I had no clue! Yet, writing has been a perpetual escape in each of my life stages. From childhood, to adolescence, to college student life, to early adulthood – I’ve always taken comfort and found power in the words that I wrote.

My voice has always come out best on paper. Thoughts that I never knew I had could flow from my pen or through my keyboard in ways that I could never verbally process. There is something to this love of words, and the beautiful process that is writing. There is something about writing on paper versus speaking words that gives me much more calm, comfort, security, and power.

But, could writing actually be a real calling? A real job? A real career? Like, for real? I know that it can be and is for many other writers. I’m not sure what I want my passion for writing to look like in the coming weeks, months, or years.

But, I do know that it starts with taking small risks, then bigger ones, then even bigger ones. It starts by putting myself out there, for interpretation and misunderstanding. It starts by building with one brick at a time. It starts with one word at a time.

Here are mine.

Q is for Quiet

My clarinet teacher used to tell me, “You’re so talented, but nobody would ever know that.” Or, some variation on that message.

I think this was a compliment, but also a comment at my lack of confidence in myself. Josh and I recently had a conversation about this, too. He mentioned that the reason that I don’t receive as much recognition as my colleagues is probably because I don’t draw attention to the things that I do. And, it’s true. I don’t draw attention to what I’m doing, I mostly hide. And, I mostly hide because maybe I fear criticism more than I long for praise.

Josh mentioned this again when I was sharing an idea that I had. He encouraged me to tell the other people involved, but I told him I didn’t want to. I told him that I’d rather him just suggest it. And, he brought back to my mind the words of my clarinet teacher. He told me that nobody will ever know of the good ideas that I have unless I’m the one sharing them.

But, I mostly want to hide. It’s safer to hide.

Growing up, my family thought that I was the loud, outgoing one. But, I always remember being the quiet girl at school. I was quiet because I was scared of other people and what they might think of me. I was quiet because I was scared to be wrong. I was quiet because it took so much energy and nerve to speak out.

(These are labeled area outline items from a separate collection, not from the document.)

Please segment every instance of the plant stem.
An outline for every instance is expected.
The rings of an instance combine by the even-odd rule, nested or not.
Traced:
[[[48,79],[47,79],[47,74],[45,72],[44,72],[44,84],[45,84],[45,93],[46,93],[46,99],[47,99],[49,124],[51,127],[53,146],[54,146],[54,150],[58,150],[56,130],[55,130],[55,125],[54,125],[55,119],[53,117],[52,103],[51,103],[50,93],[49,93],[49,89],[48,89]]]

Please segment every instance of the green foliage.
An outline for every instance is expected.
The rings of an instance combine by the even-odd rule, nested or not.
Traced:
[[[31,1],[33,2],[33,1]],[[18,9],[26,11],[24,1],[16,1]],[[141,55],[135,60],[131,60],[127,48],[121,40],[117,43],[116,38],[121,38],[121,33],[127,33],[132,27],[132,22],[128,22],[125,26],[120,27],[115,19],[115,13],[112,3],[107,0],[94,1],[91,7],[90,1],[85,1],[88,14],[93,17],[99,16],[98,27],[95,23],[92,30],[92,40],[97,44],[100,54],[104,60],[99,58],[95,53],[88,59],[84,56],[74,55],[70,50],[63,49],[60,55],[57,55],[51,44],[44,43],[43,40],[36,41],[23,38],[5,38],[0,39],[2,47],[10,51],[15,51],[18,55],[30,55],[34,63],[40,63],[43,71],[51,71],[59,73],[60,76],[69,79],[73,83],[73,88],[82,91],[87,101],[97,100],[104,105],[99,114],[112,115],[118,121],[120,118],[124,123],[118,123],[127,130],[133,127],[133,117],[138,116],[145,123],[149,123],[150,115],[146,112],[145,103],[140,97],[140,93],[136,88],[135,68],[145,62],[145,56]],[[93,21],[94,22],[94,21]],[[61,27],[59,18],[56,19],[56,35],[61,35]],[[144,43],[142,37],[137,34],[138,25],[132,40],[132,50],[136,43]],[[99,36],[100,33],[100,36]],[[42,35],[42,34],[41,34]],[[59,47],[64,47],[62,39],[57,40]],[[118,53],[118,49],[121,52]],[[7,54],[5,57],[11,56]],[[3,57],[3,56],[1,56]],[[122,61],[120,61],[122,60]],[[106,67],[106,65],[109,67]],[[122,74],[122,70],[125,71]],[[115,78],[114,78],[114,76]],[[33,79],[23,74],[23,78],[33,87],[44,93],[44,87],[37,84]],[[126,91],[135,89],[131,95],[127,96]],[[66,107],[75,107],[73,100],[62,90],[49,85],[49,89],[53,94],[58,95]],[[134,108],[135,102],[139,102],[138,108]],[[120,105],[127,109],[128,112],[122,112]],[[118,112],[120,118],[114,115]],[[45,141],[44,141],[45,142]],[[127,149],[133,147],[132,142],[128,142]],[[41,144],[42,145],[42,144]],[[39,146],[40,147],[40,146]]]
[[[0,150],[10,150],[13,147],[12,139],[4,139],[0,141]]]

I’m not always quiet, but it is a comfy, security blanket that I often pull over me when I get scared or tired. When I get scared, I get quiet.

I don’t think being quiet is a bad thing. I think there is strength in being quiet.  Susan Cain delivered a powerful TED talk about this idea of the power of introverts. She has also written a book about this concept. She gives way to affirming the style of thinking, processing, and connecting that an introvert has juxtaposed to a world that is made for extroverts.

I don’t think that being quiet is bad thing, and I don’t know that my talents remaining hidden or out of the spotlight is necessarily a bad thing. I don’t want to share my ideas, talents, or gifts for the sake of recognition. I also don’t want to hide them for the fear of criticism. And, I certainly don’t want to be in a state of hiding that the ideas, talents, and gifts that I have are not maximized to their full potential.

I think that there is a way to use my quietness as a strength, but I’m just not sure what that looks like yet. What do you think?